The Hollywood Reporter has a succinct summary of Univision’s strategy with PrendeTV under new CEO Wade Davis, who leads an investor group that bought Univision and is betting on a Pluto TV-like strategy. PrendeTV, a Spanish-language AVOD, is rolling out with a $100MM marketing campaign this week.
Tubi has nabbed streaming rights to the 1990s children’s hit “Barney & Friends” starting April 9, and continues to emphasize children’s programming to draw viewers. Brat TV, which I last wrote about a year ago, expects profitability on $35 million in revenue this year.
Digiday wrote about how brands like Pepsi, Anheuser-Busch and others are creating TV shows, and The New York Times wrote about how they are making movies.
Last, questions about the future of creative on streaming are emerging: The Guardian asked “is Hollywood becoming creatively bankrupt?”, and Spencer Kornhaber wrote about how the trend of revealing pop star documentaries reflects how “Stars Now Understand That Their Destruction Is Our Entertainment”.

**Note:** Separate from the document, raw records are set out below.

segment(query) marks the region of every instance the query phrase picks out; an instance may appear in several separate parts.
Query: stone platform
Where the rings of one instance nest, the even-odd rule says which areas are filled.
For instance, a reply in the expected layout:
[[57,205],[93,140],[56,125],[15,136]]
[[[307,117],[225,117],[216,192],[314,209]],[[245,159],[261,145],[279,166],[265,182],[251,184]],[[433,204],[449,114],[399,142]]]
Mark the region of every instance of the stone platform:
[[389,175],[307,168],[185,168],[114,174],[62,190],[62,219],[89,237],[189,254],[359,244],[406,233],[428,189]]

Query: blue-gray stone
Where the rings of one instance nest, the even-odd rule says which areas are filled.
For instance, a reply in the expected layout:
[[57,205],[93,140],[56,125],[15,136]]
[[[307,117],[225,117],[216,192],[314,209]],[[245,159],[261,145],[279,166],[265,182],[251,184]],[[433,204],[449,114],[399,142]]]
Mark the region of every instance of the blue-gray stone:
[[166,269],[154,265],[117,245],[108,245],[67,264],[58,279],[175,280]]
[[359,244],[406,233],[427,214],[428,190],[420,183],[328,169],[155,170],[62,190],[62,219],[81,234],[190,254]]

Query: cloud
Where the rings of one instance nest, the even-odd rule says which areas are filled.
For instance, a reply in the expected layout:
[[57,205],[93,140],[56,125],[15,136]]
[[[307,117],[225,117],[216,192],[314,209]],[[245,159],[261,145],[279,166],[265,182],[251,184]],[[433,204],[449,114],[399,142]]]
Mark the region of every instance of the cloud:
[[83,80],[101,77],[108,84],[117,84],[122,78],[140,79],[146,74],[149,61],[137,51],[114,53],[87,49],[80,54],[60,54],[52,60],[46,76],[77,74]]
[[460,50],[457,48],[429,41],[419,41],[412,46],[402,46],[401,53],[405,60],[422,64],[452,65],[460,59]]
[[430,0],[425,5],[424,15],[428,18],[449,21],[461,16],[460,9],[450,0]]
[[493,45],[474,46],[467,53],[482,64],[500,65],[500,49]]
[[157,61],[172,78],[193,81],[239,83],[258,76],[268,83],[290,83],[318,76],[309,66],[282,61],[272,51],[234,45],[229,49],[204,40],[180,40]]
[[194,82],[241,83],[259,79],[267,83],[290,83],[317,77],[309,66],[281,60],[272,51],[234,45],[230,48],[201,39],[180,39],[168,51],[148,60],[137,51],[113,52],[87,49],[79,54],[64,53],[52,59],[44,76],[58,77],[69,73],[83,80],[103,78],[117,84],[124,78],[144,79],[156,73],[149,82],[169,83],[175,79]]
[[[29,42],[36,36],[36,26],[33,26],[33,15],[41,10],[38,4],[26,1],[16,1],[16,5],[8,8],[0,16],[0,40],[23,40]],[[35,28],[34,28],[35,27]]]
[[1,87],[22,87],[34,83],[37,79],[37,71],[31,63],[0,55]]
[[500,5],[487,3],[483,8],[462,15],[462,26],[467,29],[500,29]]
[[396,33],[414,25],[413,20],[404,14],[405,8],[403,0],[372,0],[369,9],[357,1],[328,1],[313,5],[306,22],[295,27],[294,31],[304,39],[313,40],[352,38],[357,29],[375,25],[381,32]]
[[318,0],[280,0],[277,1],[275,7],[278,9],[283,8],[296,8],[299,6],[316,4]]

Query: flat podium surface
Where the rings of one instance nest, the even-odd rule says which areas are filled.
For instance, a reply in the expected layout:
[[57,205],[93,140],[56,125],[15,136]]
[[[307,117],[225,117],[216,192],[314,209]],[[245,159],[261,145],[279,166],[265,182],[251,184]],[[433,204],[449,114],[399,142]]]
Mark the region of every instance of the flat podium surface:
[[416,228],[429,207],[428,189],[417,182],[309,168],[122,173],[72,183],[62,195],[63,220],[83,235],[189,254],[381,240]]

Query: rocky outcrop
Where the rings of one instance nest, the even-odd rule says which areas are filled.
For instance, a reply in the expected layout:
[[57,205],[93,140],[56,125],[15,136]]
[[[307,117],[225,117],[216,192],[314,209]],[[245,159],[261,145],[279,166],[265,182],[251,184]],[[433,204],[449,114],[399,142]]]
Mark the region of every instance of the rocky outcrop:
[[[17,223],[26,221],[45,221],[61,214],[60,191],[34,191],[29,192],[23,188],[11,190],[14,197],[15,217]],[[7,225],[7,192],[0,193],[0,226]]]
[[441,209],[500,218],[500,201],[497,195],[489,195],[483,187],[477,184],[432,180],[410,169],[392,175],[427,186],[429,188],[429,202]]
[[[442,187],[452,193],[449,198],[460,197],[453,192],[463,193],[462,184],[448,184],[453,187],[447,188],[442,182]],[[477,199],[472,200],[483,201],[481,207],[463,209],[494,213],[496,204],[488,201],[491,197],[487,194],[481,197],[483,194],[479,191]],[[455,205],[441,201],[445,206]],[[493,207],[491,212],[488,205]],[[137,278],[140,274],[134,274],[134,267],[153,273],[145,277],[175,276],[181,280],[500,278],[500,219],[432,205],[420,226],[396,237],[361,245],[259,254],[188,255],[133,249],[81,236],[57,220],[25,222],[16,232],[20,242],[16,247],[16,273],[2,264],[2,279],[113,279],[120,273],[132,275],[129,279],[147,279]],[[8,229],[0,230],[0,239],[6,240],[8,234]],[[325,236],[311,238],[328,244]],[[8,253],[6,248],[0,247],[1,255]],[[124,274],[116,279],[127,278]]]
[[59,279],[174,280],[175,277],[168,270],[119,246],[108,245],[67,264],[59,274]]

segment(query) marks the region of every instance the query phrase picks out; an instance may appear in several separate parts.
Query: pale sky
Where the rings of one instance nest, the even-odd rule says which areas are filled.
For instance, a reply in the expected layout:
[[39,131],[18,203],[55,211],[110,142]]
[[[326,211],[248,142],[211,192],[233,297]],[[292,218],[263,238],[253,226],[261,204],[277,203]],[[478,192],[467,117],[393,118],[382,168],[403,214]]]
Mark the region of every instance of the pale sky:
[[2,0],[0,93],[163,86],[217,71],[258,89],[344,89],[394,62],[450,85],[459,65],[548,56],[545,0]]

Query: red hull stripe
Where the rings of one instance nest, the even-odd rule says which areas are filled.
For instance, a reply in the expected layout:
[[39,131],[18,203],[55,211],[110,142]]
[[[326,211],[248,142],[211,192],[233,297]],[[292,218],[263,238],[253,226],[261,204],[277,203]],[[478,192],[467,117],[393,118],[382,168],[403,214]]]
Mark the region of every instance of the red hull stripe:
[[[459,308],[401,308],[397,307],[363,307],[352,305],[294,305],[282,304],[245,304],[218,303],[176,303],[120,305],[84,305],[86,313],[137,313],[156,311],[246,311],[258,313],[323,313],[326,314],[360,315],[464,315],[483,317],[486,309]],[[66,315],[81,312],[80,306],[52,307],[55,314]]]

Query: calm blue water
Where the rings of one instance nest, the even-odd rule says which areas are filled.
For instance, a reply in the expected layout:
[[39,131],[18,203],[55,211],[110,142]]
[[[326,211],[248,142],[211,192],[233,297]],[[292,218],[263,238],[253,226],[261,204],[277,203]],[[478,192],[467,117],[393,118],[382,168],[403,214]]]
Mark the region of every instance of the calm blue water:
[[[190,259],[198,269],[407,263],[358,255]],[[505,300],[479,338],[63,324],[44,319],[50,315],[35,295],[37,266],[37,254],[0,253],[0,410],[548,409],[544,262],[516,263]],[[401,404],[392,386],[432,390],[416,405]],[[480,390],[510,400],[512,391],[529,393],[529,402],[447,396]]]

Last January, my initial take on Peacock was the service was “targeting too many customers to succeed”, and I identified at least five (!) buckets of customers.
For comparison, NBCUniversal's Steve Burke got compensation worth $42.6 million in 2019, his final year as CEO, compared with nearly $40.0 million in 2018 and $46.5 million in 2017, according to a regulatory filing from pay TV, media and technology giant Comcast.
A merger would give both two streaming services more library and more scale, and could build off of better technology. Moreover, Shell is compensated with both salary and equity, and would benefit from a sale (he would likely own similar or greater shares in the spin-off entity). However, Atkinson also reported that Comcast and AT&T have discussed “how NBCUniversal and WarnerMedia might work together more closely”, but “WarnerMedia declined to move forward on the proposition”.